The Flowing Nature Matters: Feature Learning from the Control Flow Graph of Source Code for Bug Localization

Yi-Fan Ma (Nanjing University)*; Ming Li (Nanjing University)

Abstract

Bug localization plays an important role in software maintenance. Traditional works treat the source code from the lexical perspective, while some recent researches indicate that exploiting the program structure is beneficial for improving bug localization. Control flow graph (CFG) is a widely used graph representation, which essentially represents the program structure. Although using graph neural network for feature learning is a straightforward way and has been proven effective in various software mining problems, this approach is inappropriate due to the assumption that adjacent nodes share similar semantics no longer holds in the CFG. Instead, the previous statements may affect the semantics of subsequent statements along the execution path represented by the CFG, which we call the \textit{flowing} nature of control flow graph.

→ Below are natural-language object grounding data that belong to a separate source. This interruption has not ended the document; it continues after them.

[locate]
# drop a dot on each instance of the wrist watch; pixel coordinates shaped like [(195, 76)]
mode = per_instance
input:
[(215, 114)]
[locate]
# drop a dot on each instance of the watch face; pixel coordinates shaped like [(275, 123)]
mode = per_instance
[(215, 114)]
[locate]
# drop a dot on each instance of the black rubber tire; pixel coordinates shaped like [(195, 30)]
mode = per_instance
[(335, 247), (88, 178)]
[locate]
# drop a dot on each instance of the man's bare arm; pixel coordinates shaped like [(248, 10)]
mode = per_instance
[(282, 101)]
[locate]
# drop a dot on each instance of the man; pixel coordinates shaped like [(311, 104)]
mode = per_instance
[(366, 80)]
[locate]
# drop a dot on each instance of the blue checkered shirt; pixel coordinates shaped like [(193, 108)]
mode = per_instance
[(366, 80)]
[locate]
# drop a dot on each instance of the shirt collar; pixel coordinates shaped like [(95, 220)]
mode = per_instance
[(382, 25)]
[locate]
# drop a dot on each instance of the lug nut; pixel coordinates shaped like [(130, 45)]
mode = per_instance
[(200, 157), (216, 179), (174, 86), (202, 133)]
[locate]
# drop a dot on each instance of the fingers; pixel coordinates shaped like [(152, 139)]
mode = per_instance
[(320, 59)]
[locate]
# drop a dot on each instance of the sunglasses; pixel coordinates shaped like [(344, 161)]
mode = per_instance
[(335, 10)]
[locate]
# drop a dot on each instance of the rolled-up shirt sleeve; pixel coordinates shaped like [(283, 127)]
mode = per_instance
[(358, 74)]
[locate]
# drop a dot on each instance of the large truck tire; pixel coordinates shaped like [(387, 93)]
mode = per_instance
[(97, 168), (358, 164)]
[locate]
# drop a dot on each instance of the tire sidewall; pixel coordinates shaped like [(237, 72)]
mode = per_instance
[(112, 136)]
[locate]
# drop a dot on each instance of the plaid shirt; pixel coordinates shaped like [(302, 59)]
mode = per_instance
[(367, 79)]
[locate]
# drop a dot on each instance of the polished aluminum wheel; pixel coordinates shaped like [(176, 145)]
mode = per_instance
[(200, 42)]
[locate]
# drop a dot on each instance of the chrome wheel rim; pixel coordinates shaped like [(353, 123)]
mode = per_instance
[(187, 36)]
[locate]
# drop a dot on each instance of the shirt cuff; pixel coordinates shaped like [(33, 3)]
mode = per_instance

In this paper, we claim that the flowing nature should be explicitly considered and propose a novel model named cFlow for bug localization, which employs a particular designed flow-based GRU for feature learning from the CFG. The flow-based GRU exploits the program structure represented by the CFG to transmit the semantics of statements along the execution path, which reflects the \textit{flowing nature}. Experimental results on widely-used real-world software projects show that cFlow significantly outperforms the state-of-the-art bug localization methods, indicating that exploiting the program structure from the CFG with respect to the flowing nature is beneficial for improving bug localization.